Svore also noted that the general public shouldn’t expect to buy a quantum computer for their desktop. “If you look at what it takes to run a quantum computer, most of us don’t really have a cryogenic room in our house,” he said. “Basically, you’ll access this kind of computing just like you access AI supercomputers, through the cloud. Most of us don’t have an AI supercomputer in our backyard, yet we all use LLMs, whether you’re using ChatGPT or Copilot or Gemini.”
If quantum computing reaches its potential, the technology could lead to faster drug discovery, better batteries and more secure communications. It can also crack existing crypto codes, prompting researchers to develop quantum-proof cryptography.
The potential risks and benefits of quantum computing have captured the attention of policymakers. Back in 2018, the National Quantum Initiative Act authorized $1.2 billion over a five-year period to increase investment in quantum information science. Recently, the White House paired quantum technology with AI in a program called the Genesis Mission.
What’s next in the quantum field?
In honor of World Quantum Day, legislation known as the National Quantum Initiative Authorization Act was unanimously approved today by the House Commerce Committee.
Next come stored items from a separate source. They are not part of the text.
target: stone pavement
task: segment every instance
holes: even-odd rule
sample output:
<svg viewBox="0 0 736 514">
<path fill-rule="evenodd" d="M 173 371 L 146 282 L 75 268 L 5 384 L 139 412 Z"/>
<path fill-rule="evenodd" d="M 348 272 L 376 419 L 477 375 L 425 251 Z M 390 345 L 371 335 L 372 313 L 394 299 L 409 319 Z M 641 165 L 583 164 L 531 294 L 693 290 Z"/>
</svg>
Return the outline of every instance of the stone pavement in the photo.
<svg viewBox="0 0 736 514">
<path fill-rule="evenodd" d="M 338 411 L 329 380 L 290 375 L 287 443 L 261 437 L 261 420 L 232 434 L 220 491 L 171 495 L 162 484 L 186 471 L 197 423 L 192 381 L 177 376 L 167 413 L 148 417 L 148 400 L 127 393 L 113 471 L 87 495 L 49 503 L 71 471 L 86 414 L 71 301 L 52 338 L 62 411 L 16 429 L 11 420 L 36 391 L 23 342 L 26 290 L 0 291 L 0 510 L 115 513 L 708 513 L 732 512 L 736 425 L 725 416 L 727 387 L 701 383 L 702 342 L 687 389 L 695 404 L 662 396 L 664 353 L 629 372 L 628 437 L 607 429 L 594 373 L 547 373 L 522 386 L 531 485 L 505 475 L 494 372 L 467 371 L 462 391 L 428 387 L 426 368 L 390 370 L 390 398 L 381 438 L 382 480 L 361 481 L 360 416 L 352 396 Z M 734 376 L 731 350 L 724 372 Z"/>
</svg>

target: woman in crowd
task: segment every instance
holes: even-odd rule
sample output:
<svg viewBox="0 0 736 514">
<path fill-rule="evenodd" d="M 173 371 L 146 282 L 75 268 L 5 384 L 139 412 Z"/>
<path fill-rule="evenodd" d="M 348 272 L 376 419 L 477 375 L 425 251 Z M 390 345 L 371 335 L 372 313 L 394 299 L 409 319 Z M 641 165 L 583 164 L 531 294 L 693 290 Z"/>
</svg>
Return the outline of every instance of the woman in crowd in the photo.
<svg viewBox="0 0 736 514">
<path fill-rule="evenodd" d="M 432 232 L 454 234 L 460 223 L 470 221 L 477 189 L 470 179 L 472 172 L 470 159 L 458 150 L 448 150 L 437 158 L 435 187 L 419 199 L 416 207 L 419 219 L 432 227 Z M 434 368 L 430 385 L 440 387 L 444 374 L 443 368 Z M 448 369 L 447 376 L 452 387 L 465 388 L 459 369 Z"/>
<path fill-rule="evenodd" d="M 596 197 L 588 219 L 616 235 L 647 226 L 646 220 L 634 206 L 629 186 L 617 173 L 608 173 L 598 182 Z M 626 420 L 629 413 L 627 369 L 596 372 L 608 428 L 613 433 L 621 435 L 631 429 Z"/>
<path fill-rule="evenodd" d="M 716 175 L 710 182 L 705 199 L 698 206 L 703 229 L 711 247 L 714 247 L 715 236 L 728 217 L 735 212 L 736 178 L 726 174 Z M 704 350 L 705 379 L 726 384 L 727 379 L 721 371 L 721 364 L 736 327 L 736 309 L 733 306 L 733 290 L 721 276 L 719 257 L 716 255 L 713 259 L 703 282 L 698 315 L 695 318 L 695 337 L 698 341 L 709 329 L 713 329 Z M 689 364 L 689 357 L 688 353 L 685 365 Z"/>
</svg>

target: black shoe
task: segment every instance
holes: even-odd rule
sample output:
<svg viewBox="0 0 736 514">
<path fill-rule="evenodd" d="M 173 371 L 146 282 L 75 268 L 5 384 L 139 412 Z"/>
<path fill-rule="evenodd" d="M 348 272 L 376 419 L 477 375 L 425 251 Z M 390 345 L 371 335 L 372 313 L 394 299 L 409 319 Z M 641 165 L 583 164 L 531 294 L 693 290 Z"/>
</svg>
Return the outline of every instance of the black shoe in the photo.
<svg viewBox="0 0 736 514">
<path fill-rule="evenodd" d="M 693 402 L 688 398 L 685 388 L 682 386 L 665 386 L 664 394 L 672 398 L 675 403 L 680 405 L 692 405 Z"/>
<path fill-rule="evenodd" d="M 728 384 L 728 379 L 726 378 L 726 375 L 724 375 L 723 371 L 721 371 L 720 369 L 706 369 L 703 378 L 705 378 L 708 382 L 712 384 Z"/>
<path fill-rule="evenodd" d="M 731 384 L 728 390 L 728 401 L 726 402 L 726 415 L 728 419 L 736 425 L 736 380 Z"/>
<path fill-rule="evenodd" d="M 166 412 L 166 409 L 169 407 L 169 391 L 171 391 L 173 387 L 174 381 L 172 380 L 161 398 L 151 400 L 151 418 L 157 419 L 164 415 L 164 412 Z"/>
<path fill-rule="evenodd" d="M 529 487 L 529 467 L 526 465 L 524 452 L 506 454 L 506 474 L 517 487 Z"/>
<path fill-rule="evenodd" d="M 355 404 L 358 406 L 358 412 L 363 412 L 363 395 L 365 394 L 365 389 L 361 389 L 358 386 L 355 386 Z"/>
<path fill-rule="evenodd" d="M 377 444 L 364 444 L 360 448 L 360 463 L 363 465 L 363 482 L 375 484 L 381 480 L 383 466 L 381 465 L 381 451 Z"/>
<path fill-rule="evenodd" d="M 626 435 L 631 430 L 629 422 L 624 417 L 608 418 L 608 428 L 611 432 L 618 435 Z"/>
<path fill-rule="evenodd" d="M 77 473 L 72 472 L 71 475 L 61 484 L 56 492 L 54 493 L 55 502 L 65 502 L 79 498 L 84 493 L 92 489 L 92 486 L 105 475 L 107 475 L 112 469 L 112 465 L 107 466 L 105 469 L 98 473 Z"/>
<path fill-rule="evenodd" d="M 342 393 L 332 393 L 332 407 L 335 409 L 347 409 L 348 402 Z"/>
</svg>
“From scientific advances in health care to clean energy solutions, quantum technology is changing the game, and federal investment is essential to accelerate the transition from basic science to quantum innovations and practical applications,” US Sen. Maria Cantwell, D-Wash., one of the bill’s lead sponsors, said in a news release. “Washington State, with its vibrant tech industry, national lab partnerships and growing pipeline of quantum engineers, is poised to become ‘Quantum Valley.’ “
On that point, Heck was less bullish than Cantwell. “Here’s the question: Are we moving as fast as possible in our area?” he asked. “Do our finances, and does our cooperation, come any closer to matching the magnitude of the opportunity that exists? And if we are honest with each other – no, not at all.”
Heck and other speakers at Northwest Quantum Day said more needs to be done to support education and workforce development, inspire new computing technologies and strengthen the Pacific Northwest’s tech ecosystem.
“Having that local area, a talent-rich area, is important,” Baker said. “And it’s not just physicists, is it? The quantum pipeline, especially if you intend for a quantum computer to be a commercial product… it requires expertise in all areas, from the ‘market’ to the people who engineer the hardware.”
Michael Brett, who leads the go-to-market strategy for quantum technology at Amazon Web Services, even had the idea for the marketing campaign. “I think our license plate should say, ‘Quantum State,'” he said. Was the proposal serious? Was it a joke? In the spirit of World Quantum Day, it was probably both.